Uganda's oil reserves, estimated at 3.5 billion barrels, are fourth largest among states in sub-Saharan Africa (after South Sudan, Angola, and Nigeria). Graham Martin, executive director of Tullow Oil, has said that he expects Ugandan production to reach 220,000 barrels per day based on 1.7 billion barrels of recoverable reserves. The total value of the oil to Uganda could reach $50 billion, a figure equivalent to the country's present annual GDP. (Uganda's GDP per capita--$1,400--ranks it 205th among the 229 states and other jurisdictions listed in the CIA World Factbook.)
There are, of course, significant costs associated with petroleum production, especially on such a scale. Oil reserves are located in an environmentally sensitive area that can't help but call to mind the ecological disasters in the Niger Delta of Nigeria and the Amazon Basin of Ecuador. The government of Uganda has already begun relocating people from the rich farmland near Lake Albert where the refinery is to be built. Then there's the resource curse. A non-democracy like Uganda (where Yoweri Museveni has ruled since 1986) has little chance of liberalization--or, perversely, of significant economic development--while oil is being produced. Uganda's GDP per capita will rise, but there's no guarantee this will improve the lives of anyone in Uganda other than those in the ruling elite.

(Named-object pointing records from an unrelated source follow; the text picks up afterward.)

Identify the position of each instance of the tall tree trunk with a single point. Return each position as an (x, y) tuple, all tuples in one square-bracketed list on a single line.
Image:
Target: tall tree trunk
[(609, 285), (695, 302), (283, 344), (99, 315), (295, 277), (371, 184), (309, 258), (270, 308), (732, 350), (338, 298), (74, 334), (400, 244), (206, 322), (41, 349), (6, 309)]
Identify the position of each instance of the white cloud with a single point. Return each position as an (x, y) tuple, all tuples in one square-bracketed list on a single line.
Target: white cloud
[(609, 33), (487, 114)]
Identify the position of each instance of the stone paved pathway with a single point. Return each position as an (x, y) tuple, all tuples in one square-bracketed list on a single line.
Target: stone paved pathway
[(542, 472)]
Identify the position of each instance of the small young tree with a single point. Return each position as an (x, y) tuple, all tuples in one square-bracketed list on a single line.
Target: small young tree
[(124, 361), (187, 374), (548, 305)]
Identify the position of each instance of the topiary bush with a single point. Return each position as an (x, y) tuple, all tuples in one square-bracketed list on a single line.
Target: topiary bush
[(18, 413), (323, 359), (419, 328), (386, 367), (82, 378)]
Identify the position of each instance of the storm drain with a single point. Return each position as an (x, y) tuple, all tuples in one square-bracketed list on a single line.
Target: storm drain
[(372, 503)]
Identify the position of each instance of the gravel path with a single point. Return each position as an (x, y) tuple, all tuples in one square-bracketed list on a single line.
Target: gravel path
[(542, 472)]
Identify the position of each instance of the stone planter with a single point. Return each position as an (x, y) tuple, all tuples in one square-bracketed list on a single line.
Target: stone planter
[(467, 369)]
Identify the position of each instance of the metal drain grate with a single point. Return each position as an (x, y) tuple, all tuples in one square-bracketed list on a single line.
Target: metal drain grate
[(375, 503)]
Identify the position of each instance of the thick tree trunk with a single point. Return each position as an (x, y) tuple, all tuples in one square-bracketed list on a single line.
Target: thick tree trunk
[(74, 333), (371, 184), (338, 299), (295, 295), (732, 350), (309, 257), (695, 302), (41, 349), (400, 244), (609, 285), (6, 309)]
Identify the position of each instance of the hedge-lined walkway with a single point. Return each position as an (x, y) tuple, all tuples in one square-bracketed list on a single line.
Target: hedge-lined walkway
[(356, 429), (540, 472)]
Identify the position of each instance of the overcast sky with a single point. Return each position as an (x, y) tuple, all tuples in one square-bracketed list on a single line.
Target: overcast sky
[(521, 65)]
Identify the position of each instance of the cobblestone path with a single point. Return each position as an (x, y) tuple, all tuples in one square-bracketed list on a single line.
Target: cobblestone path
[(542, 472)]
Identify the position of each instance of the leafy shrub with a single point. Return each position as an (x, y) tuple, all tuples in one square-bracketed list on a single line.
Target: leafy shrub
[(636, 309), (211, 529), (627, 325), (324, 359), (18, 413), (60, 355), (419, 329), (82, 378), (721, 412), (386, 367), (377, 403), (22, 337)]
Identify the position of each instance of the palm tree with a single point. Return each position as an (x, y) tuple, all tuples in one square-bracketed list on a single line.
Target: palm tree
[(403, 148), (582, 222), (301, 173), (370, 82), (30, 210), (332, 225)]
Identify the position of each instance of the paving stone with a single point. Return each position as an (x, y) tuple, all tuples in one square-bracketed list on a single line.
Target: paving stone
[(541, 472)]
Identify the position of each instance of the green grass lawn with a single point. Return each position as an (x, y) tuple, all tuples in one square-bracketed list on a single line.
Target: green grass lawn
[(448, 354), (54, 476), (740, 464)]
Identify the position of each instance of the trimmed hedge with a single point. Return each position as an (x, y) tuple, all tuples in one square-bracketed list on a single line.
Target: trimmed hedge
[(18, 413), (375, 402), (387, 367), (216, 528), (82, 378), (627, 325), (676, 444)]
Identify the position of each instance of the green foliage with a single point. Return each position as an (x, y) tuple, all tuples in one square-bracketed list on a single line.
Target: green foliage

Meanwhile, in a move widely interpreted as siding with the forces of corruption in his country, Nigeria's president, Goodluck Jonathan, has fired Lamido Sanusi, the governor of Nigeria's central bank. Sanusi proved himself to be unfit for a responsible government position in Nigeria by attempting to draw attention to the fact that billions of dollars from oil revenues are missing from the state treasury.
Some are about to become fabulously wealthy in Uganda. It's a safe bet to say that ordinary Ugandans will not be among them.